After placing programs in containers and denying access to I/O, programs will require communication with an operating system and possibly each other. I'd like the simplicity and stability of a program which runs within a 64KB address-space. However, I regularly edit text which is larger than 64KB. These are mutually conflicting requirements. Fortunately, it is possible to satisfy both requirements by providing an in-memory key/value store. In this case, individual lines of text may be stored external to a program. This technique increases memory utilization without incurring long-term memory leak or compromising integrity. It can also be used to selectively share information. For example, to implement clipboard functionality.
This and other functionality requires a fast, portable interface which ideally allows multiple operations per call. This is most likely to require handling of the BRK opcode in a manner which differs by execution address or trapping indirection via 16 bit vectors which also differ by address. It does not help that both mechanisms are already borked. BRK is opcode zero because IRQ was originally implemented by clearing any opcode and sharing the same vector. Call conventions to overcome simultaneous execution of BRK and IRQ require flags and a loop around BRK to ensure that IRQ did not take precedence. 65816 separates BRK and IRQ vectors but the vector addresses are mutually incompatible with Acorn operating system entry points.
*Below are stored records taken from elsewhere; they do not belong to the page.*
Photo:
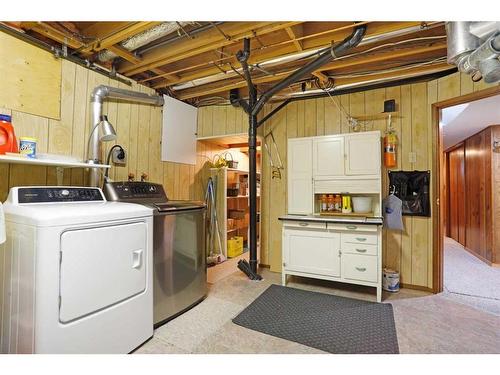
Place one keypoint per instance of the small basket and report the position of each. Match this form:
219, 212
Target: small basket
233, 192
236, 214
230, 163
234, 247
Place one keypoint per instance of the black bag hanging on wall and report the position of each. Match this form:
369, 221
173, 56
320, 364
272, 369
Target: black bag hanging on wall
412, 187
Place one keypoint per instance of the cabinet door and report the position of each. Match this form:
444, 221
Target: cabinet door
362, 154
314, 252
300, 195
328, 157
Full compatibility in all modes of operation might be attained by providing vectors which are not claimed by Acorn, WDC or other parties. The content of each vector would be its own 16 bit address or a special value. Indirection to such address is error but this is sufficient to invoke context switch. From here, I recommend a minimum of two system calls. The first system call would mediate resources from a kernel, such as memory allocation and yielding processing power. The second system call is for state which is visible beyond the kernel; namely I/O. This includes streams, logging, progress statistics, text console, graphical interface, files and network. For POSIX compatibility, timers would be conflated with file and network access. I further recommend that all parameters are passed on stack. Although, parameters may be little more than the system call number and the address of an array of pointers. It is trivial to specify system call number in Register X. However, should it be prescaled by two? More? And what happens if there is a native SWEET16 mode and we don't have Register X? Or a native stack mode and there are no general registers? Stack parameters are the most portable and - contrary to intuition - fastest for system calls. However, stack alignment problems remain.
Anyhow, at present, I'm mired by interrupt handling. I'd like it to be fast, portable and 100% downward compatible. I also wish to avoid known problems without adding too much code or circuitry.